One way for a professor to ensure a collective groan from students is to walk into a classroom and announce a group project. Immediate stereotypes of the deadbeat classmates, content to contribute little and expecting to make the grade, are juxtaposed with the overachievers confident that their grade will be dragged down somewhere below their expectations.
These images often times originate from ineffective group learning, devoid of clear objectives and roles. While initially skeptical of cooperative learning, I’ve seen that when this method is utilized correctly, students of all ability levels can benefit.
Cooperative learning’s roots can be traced to the early 1900s, but perhaps the most notable names associated with this learning process are Drs. Roger and David Johnson at the University of Minnesota. They began their training of educators in cooperative learning techniques during the mid-1960s and continue to compile data and evidence suggesting the efficacy of this learning style.
Cooperative learning, briefly, seeks to place students in groups with predetermined roles to work together at a designated task. For example, in the USF Chemistry department, some laboratory sections utilize roles such as recorder, manager, technician and encourager to accomplish experiments collectively.
This type of learning creates a groupthink that encourages a collective, strategic approach to a problem or question and a path to which a solution may lie. Particularly suited to practical scientific inquiry and the corporate sector, this learning style allows for repeated reworking of strategies, which can lead to better reinforcement of theoretical knowledge.
Cooperative learning does not occur, however, without significant challenges. The intangibles of group goals and consensus building must be balanced with the need for individual accountability, most notably indicated by grades. In this regard, cooperative learning must offer an opportunity for individual checks on comprehension through an oral, paper or testing format. In addition, anonymous peer assessments of group members can also be utilized to ascertain a student’s level of preparation and participation to quantify grades.

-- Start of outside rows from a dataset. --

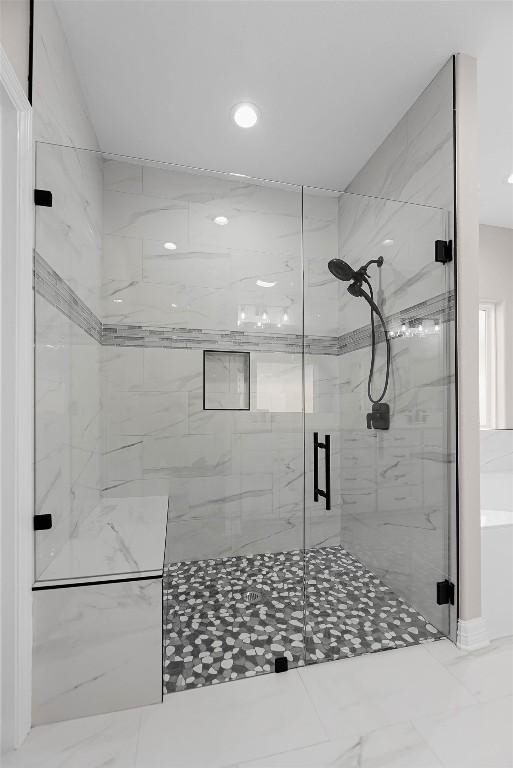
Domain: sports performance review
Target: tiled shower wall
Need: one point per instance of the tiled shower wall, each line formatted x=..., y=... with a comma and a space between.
x=68, y=237
x=235, y=478
x=398, y=486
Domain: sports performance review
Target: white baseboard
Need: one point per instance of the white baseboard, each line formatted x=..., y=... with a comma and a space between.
x=472, y=634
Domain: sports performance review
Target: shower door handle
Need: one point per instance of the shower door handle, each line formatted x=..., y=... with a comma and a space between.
x=326, y=494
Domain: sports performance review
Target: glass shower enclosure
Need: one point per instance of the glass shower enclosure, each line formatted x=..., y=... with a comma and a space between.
x=196, y=359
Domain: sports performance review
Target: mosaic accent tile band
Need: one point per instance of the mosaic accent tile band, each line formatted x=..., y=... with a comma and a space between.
x=230, y=618
x=56, y=291
x=51, y=286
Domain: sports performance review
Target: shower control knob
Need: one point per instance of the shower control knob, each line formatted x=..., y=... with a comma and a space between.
x=379, y=418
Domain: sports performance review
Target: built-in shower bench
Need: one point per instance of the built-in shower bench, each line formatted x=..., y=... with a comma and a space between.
x=98, y=613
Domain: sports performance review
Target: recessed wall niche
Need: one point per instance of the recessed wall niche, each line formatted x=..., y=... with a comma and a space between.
x=226, y=381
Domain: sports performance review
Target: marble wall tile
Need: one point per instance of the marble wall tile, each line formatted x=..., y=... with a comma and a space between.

While much debate revolves around issues such as the imperfect plus-minus grading system or the effects of grade inflation, the core fact remains that learning is not a zero-sum game. By that I mean that one student doesn’t have to fail in order for another to succeed. In my experience, the difference between students is often their drive to succeed, and in that sense students make a decision whether to fail or succeed long before a professor enters the classroom. By creating an environment of cooperative learning, collective consensus building can better ensure success in learning valuable concepts in new and different ways.
Certainly for the aforementioned overachievers on campus concerned that their intellectual pursuits would somehow be stifled by a group approach to learning, cooperative learning research seems to indicate otherwise. We have all heard that teaching a subject makes an individual more knowledgeable, and it is on this premise that cooperative learning is based.
The theory is that brighter students increase their knowledge and understanding by communicating at a peer group level, while those with less understanding grasp concepts and problems better when in this setting.
Previously, I have admittedly been quite skeptical of cooperative learning, but I know it is here to stay. It would seem that opposition to this way of learning is rooted in an education system that has been for so many years centered on an individualistic, competitive approach. While cooperative learning can balance individualistic achievement with its approach to collective consensus building, to be successful professors and students alike must work at it. It would seem that the sooner students accept cooperative situations in the classroom and seek to maximize the opportunities they offer, the sooner true cooperative learning results will be achieved.